Python uses the Srapy framework crawler to simulate login and capture the knowledge content, pythonsrapy

Last Update:2016-07-23 Source: Internet

Author: User

Tags network function

Developer on Alibaba Coud: Build your first app with APIs, SDKs, and tutorials on the Alibaba Cloud. Read more ＞

Python uses the Srapy framework crawler to simulate login and capture the knowledge content, pythonsrapy

I. Cookie principles
HTTP is a stateless connection-oriented protocol. To maintain the connection status, the Cookie mechanism is introduced.
Cookie is an attribute in the http message header, including:

Cookie Name Cookie Value)
Cookie expiration time (Expires/Max-Age)
Path)
The Domain name of the Cookie. Use the Cookie for Secure connection (Secure)

The first two parameters are necessary for Cookie applications. In addition, they also include the Cookie Size (which varies with the number and Size of cookies in different browsers ).

2. Simulate Login
The main website crawled this time is zhihu.
You need to log on to the website after crawling knowledge. Using the previous python library, you can easily implement form submission.

Now let's take a look at how to implement form submission through Scrapy.

First, check the form result when logging on, and intentionally enter the wrong password, just like the previous technique, (I am using the Network function in Chrome's developer tool)

You can view the captured form in four parts:

The email address and password are the personal logon email address and password.
The rememberme field indicates whether to remember the account.
The first field is _ xsrf. Speculation is a verification mechanism.
Currently, only _ xsrf is unknown. If we assume that this verification field will be sent when the webpage is requested, we can view the source code of the current webpage (right-click and view the webpage source code, or directly use the shortcut key)

We found that our guesses are correct.

Now you can write the form login function.

Def start_requests (self): return [Request ("https://www.zhihu.com/login", callback = self. post_login)] # rewrite the crawling method to implement a custom request. After the operation is successful, the callback function is called # FormRequeset def post_login (self, response ): print 'preparing login' # The following sentence is used to capture the text of the _ xsrf field in the returned webpage after the request webpage is sent. It is used to successfully submit the form xsrf = Selector (response ). xpath ('// input [@ name = "_ xsrf"]/@ value '). extract () [0] print xsrf # FormRequeset. from_response is a function provided by Scrapy.
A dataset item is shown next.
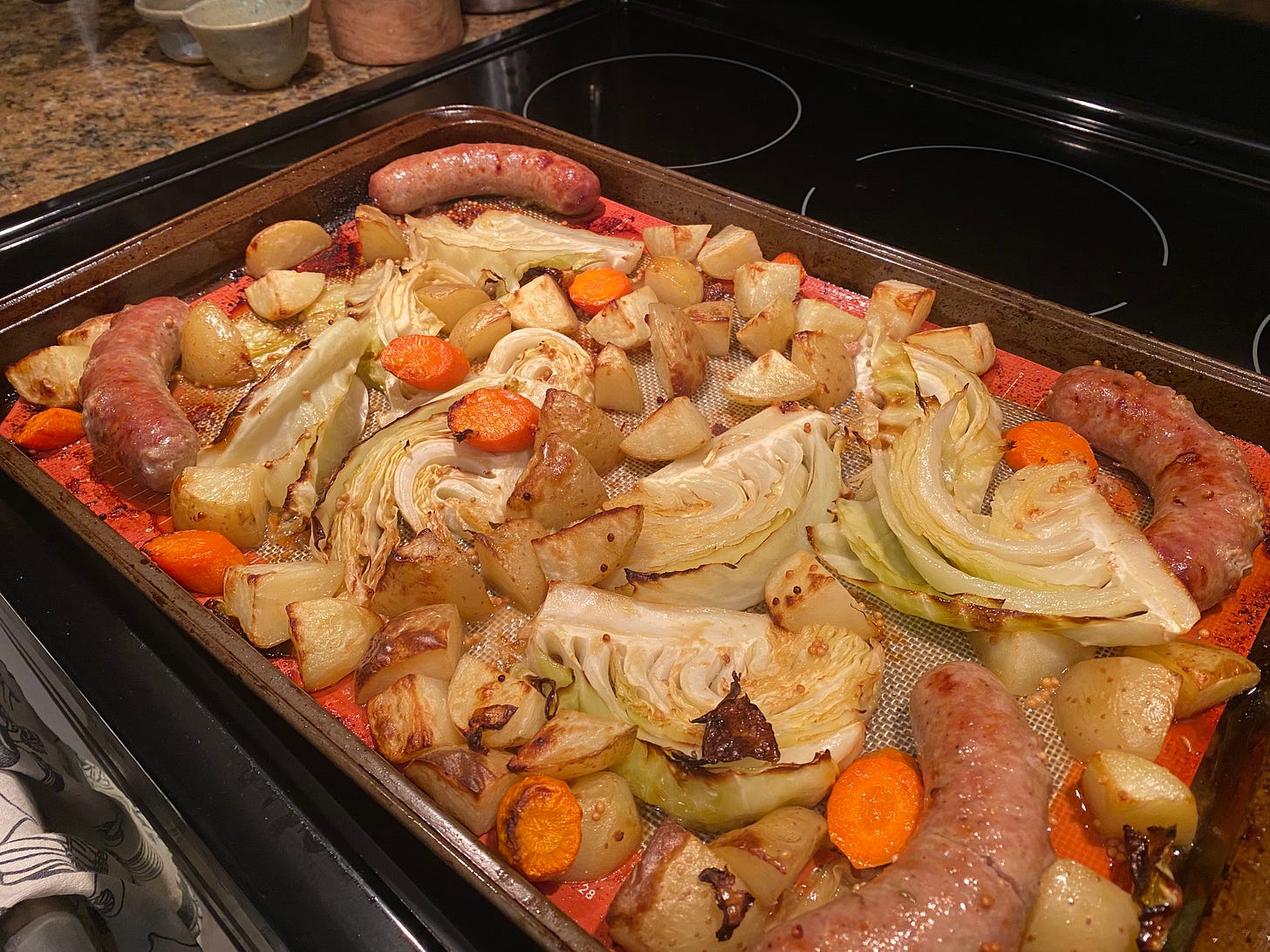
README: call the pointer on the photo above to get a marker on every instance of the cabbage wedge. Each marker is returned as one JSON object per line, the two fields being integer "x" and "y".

It is used for post form # after login is successful, it calls the after_login callback function return [FormRequest. from_response (response, formdata = {'_ xsrf': xsrf, 'email': '000000', 'Password': '000000'}, callback = self. after_login)]

The main functions are described in the function comments.
3. Cookie Storage
To continuously crawl a website in the same status, you need to save the cookie and use the cookie to save the status. Scrapy provides the middleware for cookie processing, which can be used directly.

CookiesMiddleware:

This cookie middleware stores the cookie sent by the web server and sends the cookie when it receives the request.
The following code example is provided in the official Scrapy document:

for i, url in enumerate(urls):  yield scrapy.Request("http://www.example.com", meta={'cookiejar': i},    callback=self.parse_page)def parse_page(self, response):  # do some processing  return scrapy.Request("http://www.example.com/otherpage",    meta={'cookiejar': response.meta['cookiejar']},    callback=self.parse_other_page)

Then we can modify the methods in our crawling class so that they can track cookies.

# Override the crawler class method, realize the custom Request, after successful running will call the callback function def start_requests (self): return [Request ("https://www.zhihu.com/login ", meta = {'cookiejar': 1}, callback = self. post_login)] # added meta # a problem occurs in FormRequeset def post_login (self, response ): print 'preparing login' # The following sentence is used to capture the text of the _ xsrf field in the returned webpage after the request webpage is sent. It is used to successfully submit the form xsrf = Selector (response ). xpath ('// input [@ name = "_ xsrf"]/@ value '). extract () [0] print xsrf # FormRequeset. from_response is a function provided by Scrapy. It is used for post form # after login is successful, it calls the after_login callback function return [FormRequest. from_response (response, # "http://www.zhihu.com/login", meta = {'cookiejar': response. meta ['cookiejar']}, # note that headers = self. headers, formdata = {'_ xsrf': xsrf, 'email': '000000', 'Password': '000000'}, callback = self. after_login, dont_filter = True)]

4. Camouflage Headers
Sometimes, you need to perform head camouflage when logging on to a website, such as adding anti-leeching headers and simulating Server login.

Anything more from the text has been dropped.